El Departamento de Energía de Estados Unidos informó que las reservas de crudo subieron la semana pasada en 14.4 millones de barriles, hasta situarse en 482.6 millones, con un aumento semanal que es muy superior a lo que esperaban los analistas.
El de este miércoles es el precio más bajo del barril del WTI, el petróleo de referencia en Estados Unidos, desde el pasado 27 de septiembre.
Por su parte, los contratos de gasolina para entrega en diciembre bajaron 4 centavos y quedaron en 1.45 dólares el galón, mientras que los de gas natural con vencimiento en el mismo mes bajaron 11 centavos y terminaron en 2.79 dólares por cada mil pies cúbicos.
Por otro lado, Wall Street respondió con marcado desinterés a la decisión de la Reserva Federal de mantener sin cambios las tasas de interés de referencia, con el mercado ocupado en otros menesteres.
El banco central de Estados Unidos, después de una reunión de dos días, dejó sin cambios los tipos de interés, aunque apuntó la posibilidad de que revise al alza las tasas en su próxima reunión, el 13 y 14 de diciembre.
A pesar de que eso era lo que esperaba el mercado, el anuncio generó un rápido descenso en los principales indicadores del parqué neoyorquino, tan rápido como el rebote que tuvo poco después, hasta completar la reacción en tablas.
Al final, el Dow Jones de Industriales, el principal indicador, perdió un 0.42%, el selectivo S&P 500 cedió un 0.65% y el índice compuesto del mercado Nasdaq bajó un 0.93%.

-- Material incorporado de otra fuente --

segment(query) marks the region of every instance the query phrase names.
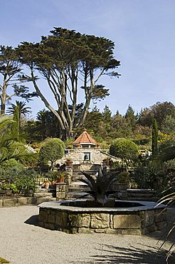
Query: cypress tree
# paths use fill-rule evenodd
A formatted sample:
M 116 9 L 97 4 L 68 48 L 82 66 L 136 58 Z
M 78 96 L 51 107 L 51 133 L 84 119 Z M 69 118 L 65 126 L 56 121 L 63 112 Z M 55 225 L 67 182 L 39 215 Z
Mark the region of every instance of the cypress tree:
M 158 126 L 155 118 L 152 123 L 152 156 L 158 154 Z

Pero eran descensos que ya venía arrastrando el mercado antes del anuncio de la Reserva Federal (Fed), por lo que, al final, la decisión fue seguida sin pena ni gloria de parte del mercado bursátil.
Y es que en estas fechas los operadores están en otra onda, aparte de que, en esta ocasión, la Fed no aportó ningún argumento para que el parqué siguiera obsesionado con la evolución de las tasas de interés.
Esa otra onda es, por una parte, las elecciones del próximo martes, que se siguen con encuestas reñidas entre la candidata presidencial demócrata, Hillary Clinton, y el aspirante republicano, Donald Trump.
Además, se entra ya en los dos últimos meses del año, lo que está forzando a muchos operadores a hacer una revisión de sus posiciones y, en muchos casos, teniendo en cuenta el clima político, mantenerlas sin cambios.
“Son días para prepararse para el final del año”, afirmó a la cadena financiera CNBC el vicepresidente ejecutivo de la firma de inversión Raymond James, Kevin Giddis.
Los operadores están moviéndose por razones técnicas, evitando involucrarse demasiado en el entorno político y guardando dinero en efectivo a la espera de que el panorama se aclare.
A no ser que el resultado de las elecciones, en lugar de aclarar el panorama, lo complique aún más, estiman los observadores.